Sula - Prologue

Publié le par Amandine

Prologue

 

The prologue describes the changes taking place in the once all-black neigborhood (the Bottom) above the once all-white town of Medallion, Ohio.

 

I - The Bottom of Heaven - a nigger joke

Once a slave owner promised his slave that he would freee him if he completed some dificult tasks. In addition he promised him a plot of good "bottom land" int he valley. When the time came, the slave owner didn't want to part with any of his good land. He gave the slave a plot in the hills, stating that it was the "bottom of heaven" because it was closer to God. The slave was delighted to accept the "gift".  But in fact it was a nigger joke : Only later did he realize taht hilly land was extremely difficult to farm. He became a slave again, the land's slave.
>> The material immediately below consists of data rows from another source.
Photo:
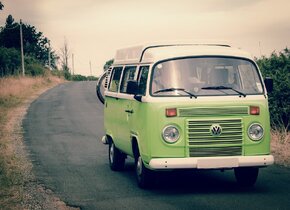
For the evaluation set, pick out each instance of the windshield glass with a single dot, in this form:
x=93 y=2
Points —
x=205 y=76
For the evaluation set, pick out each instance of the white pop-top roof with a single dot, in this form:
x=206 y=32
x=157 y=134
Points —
x=150 y=53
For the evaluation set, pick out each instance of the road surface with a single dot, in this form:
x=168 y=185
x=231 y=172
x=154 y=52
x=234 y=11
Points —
x=63 y=130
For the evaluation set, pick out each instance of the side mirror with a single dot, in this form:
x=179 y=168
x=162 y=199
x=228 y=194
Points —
x=269 y=84
x=132 y=87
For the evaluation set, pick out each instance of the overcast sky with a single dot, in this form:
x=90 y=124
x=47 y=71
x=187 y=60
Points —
x=94 y=29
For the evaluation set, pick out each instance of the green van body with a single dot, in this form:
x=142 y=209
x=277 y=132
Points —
x=138 y=122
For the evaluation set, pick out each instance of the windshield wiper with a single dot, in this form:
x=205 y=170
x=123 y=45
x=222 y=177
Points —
x=179 y=89
x=223 y=88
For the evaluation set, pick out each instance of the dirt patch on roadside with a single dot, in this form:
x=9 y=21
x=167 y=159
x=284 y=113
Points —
x=23 y=191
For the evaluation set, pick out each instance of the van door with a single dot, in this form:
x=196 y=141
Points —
x=126 y=110
x=112 y=105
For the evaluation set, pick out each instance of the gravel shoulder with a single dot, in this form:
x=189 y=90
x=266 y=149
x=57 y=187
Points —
x=32 y=195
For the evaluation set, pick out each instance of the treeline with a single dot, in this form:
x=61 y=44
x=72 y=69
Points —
x=39 y=57
x=36 y=48
x=277 y=66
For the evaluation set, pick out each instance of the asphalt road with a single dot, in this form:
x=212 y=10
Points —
x=63 y=130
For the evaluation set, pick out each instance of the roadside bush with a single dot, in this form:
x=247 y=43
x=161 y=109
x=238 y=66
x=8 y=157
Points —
x=277 y=66
x=9 y=61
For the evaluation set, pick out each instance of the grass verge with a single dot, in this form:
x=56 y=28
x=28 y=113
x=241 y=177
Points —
x=280 y=146
x=18 y=189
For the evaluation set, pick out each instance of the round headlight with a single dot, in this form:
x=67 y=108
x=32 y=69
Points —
x=170 y=134
x=255 y=132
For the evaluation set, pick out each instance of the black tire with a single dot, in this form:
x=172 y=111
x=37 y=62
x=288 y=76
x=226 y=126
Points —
x=100 y=88
x=246 y=176
x=116 y=158
x=144 y=175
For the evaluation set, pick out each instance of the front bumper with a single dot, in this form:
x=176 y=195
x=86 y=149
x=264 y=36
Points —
x=211 y=162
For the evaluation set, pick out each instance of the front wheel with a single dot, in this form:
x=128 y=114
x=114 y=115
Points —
x=247 y=176
x=144 y=175
x=116 y=158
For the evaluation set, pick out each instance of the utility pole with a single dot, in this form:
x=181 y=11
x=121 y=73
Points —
x=73 y=65
x=49 y=64
x=91 y=68
x=21 y=45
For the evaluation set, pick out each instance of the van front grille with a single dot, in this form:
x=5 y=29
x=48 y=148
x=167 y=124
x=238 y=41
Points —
x=203 y=143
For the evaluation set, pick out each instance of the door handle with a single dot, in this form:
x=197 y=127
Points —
x=129 y=111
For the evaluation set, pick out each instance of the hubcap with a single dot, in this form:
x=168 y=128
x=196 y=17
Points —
x=112 y=153
x=139 y=166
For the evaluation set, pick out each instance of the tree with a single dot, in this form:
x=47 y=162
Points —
x=64 y=56
x=35 y=44
x=108 y=64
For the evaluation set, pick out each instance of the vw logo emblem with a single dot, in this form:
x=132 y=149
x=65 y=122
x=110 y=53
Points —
x=216 y=130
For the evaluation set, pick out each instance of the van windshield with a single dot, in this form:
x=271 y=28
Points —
x=205 y=76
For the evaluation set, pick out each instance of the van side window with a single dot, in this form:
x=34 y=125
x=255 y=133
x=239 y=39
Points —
x=129 y=74
x=115 y=79
x=143 y=79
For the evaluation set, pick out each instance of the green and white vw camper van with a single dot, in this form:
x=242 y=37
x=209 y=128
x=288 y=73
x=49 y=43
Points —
x=187 y=106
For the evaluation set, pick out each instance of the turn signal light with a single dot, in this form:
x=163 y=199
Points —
x=254 y=110
x=171 y=112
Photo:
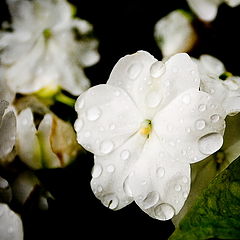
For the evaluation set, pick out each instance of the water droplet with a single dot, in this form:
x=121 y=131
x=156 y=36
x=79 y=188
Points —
x=96 y=171
x=112 y=127
x=160 y=172
x=80 y=104
x=106 y=147
x=185 y=195
x=186 y=99
x=125 y=154
x=164 y=211
x=153 y=99
x=150 y=200
x=110 y=201
x=157 y=69
x=184 y=152
x=134 y=70
x=202 y=107
x=87 y=134
x=215 y=118
x=175 y=70
x=126 y=187
x=78 y=125
x=177 y=187
x=110 y=168
x=117 y=93
x=93 y=113
x=185 y=180
x=210 y=143
x=200 y=124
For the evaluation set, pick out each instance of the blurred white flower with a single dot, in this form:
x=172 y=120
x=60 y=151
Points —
x=174 y=33
x=145 y=127
x=47 y=48
x=52 y=145
x=10 y=224
x=227 y=92
x=7 y=130
x=206 y=10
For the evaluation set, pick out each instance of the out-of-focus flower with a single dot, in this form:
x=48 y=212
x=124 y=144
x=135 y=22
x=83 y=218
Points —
x=227 y=91
x=10 y=224
x=145 y=127
x=47 y=48
x=5 y=191
x=206 y=10
x=27 y=187
x=50 y=144
x=7 y=130
x=174 y=33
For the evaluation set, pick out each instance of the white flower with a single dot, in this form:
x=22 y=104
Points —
x=226 y=92
x=52 y=145
x=10 y=224
x=174 y=33
x=7 y=130
x=206 y=10
x=47 y=47
x=145 y=127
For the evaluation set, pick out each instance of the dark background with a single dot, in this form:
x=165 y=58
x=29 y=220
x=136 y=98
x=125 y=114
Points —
x=122 y=27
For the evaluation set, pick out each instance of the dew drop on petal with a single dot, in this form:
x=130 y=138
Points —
x=78 y=125
x=157 y=69
x=150 y=200
x=164 y=211
x=125 y=154
x=110 y=168
x=93 y=113
x=126 y=187
x=186 y=99
x=153 y=99
x=215 y=118
x=96 y=171
x=210 y=143
x=200 y=124
x=160 y=172
x=202 y=107
x=106 y=147
x=177 y=187
x=134 y=70
x=110 y=201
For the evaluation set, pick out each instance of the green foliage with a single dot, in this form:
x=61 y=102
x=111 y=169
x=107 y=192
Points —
x=216 y=213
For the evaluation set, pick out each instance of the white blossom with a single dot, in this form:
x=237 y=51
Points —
x=174 y=33
x=47 y=48
x=145 y=127
x=10 y=224
x=206 y=10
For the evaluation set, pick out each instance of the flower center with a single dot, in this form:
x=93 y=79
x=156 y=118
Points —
x=146 y=128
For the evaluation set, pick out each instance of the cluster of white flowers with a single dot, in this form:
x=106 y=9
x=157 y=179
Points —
x=155 y=128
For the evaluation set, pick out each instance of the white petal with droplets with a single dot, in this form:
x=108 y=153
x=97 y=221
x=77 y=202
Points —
x=167 y=181
x=192 y=130
x=110 y=119
x=111 y=173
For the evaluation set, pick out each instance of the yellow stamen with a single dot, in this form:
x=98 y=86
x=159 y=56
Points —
x=146 y=128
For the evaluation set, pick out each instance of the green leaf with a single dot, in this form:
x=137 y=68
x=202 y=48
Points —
x=216 y=213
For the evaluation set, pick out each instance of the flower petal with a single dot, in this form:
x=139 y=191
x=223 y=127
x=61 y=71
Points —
x=10 y=224
x=28 y=147
x=205 y=9
x=151 y=83
x=159 y=183
x=107 y=117
x=110 y=173
x=191 y=126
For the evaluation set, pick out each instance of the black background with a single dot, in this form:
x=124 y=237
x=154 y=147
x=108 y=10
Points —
x=122 y=27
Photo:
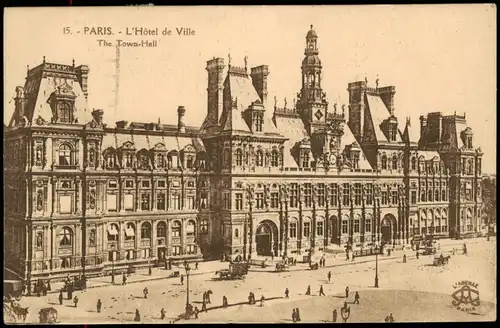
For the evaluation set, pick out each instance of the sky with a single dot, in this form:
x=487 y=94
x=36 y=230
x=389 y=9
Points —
x=439 y=57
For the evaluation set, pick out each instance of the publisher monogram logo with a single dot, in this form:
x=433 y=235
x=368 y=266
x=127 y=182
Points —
x=466 y=296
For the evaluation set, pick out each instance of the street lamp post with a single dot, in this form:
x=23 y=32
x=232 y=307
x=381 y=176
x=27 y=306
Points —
x=188 y=269
x=376 y=265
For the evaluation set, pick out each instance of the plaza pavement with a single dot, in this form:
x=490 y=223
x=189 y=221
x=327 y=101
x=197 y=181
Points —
x=120 y=302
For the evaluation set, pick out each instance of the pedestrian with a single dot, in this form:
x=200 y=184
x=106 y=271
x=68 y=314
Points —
x=196 y=311
x=321 y=293
x=137 y=317
x=356 y=298
x=297 y=314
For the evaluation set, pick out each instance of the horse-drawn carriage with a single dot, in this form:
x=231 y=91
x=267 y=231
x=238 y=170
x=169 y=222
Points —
x=13 y=290
x=281 y=266
x=441 y=260
x=236 y=271
x=79 y=283
x=48 y=315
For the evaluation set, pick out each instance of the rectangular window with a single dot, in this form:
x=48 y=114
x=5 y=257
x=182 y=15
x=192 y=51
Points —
x=160 y=202
x=321 y=195
x=259 y=197
x=294 y=193
x=293 y=230
x=334 y=197
x=239 y=201
x=344 y=227
x=226 y=201
x=176 y=250
x=357 y=194
x=319 y=228
x=111 y=202
x=385 y=197
x=274 y=200
x=307 y=229
x=346 y=190
x=369 y=194
x=307 y=195
x=190 y=202
x=145 y=202
x=65 y=204
x=394 y=197
x=175 y=203
x=128 y=200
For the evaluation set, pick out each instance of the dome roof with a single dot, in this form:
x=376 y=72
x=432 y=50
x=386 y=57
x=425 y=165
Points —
x=311 y=34
x=311 y=60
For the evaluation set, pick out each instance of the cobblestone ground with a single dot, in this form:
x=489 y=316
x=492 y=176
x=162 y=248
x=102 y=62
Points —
x=412 y=291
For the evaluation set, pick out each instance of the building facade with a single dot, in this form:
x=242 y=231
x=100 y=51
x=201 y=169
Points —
x=254 y=179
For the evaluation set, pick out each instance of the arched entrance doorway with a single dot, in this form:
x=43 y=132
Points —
x=387 y=228
x=266 y=238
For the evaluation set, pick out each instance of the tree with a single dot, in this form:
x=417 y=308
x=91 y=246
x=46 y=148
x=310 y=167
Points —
x=489 y=187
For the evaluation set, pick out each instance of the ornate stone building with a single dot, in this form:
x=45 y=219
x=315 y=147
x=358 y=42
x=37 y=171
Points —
x=254 y=179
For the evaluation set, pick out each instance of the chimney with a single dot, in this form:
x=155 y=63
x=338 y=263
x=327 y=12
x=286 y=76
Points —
x=82 y=73
x=259 y=80
x=215 y=68
x=181 y=127
x=387 y=96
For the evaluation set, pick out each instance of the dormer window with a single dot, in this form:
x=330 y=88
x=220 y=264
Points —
x=65 y=155
x=304 y=159
x=259 y=160
x=258 y=121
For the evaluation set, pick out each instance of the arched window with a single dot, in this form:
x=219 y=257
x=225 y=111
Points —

II - The inverted order - how the bottom became a desirable place for white people.

Morrison begins the novel with a short prologue that focuses on change: the leveling of a black neighborhood in order to create a golf course for white people. In the 1920's, only white people lived in Medallion and only black people lived in the Bottom.  The once-worthless land is now being metamorphosed into a socially desirable locale for white people. This inverted order is not merely an ironic setting but it's an essential theme of the novel : What may seem good initially may prove to be not so good after all, and what may seem evel on the surfacemay later prove to be value. the demolition of Bottom's old shacks seems like an improvement. However, Morrison states the Bottom was once a vibrant community filled with laughing voices and a paradde of unique, interesting people.

III - Humor and narration

Humor was especially abundant then, and it even influenced—ironically—the names of businesses—for example, the Time and a Half Pool Hall, which is intentionally humorous and part of Morrison’s interweaving of the change/reversal motif. Although the phrase "time and a half" means that someone working at that scale gets more money for working overtime, the men in the pool hall aren’t working overtime; actually, they aren’t working at all. Another business that is humorously named is Irene’s Palace of Cosmetology, a take-off on the names of pretentious beauty parlors—or salons—for rich white women. This particular beauty parlor is hardly a "palace." Palaces are generally associated with rich people, but the only rich people in the valley are the whites who live down in Medallion, not up in the steep-hilled Bottom.

Morrison ends the prologue with a couple of items of suspense. Back in 1920, she says, the black population of the Bottom was wondering what a man named Shadrack "was all about," and what a little girl named Sula "was all about." In fact, the community wondered what it itself was "all about." The community is itself a character of the novel. By beginning at the end, Morrison shows us what will eventually happen to this black community, which gains and then loses its identity. The circularity of Morrison's narrative, beginning as it does with the Bottom's end, takes us all the way to the novel's closing sentence : it had no top, just circles and circles of sorrow. 

 

The Bottom is a metaphore of life at that time. It refers to the segreagation after the emancipation. Even if lynching was officially stopped, ther were still a lot af troubles. Sula deals with all the things that were done to black people. The prologue introduces an other important theme of the novel : For as Morrison has said, "Evil is as useful as good. Sometimes good looks like evil and evil looks like good."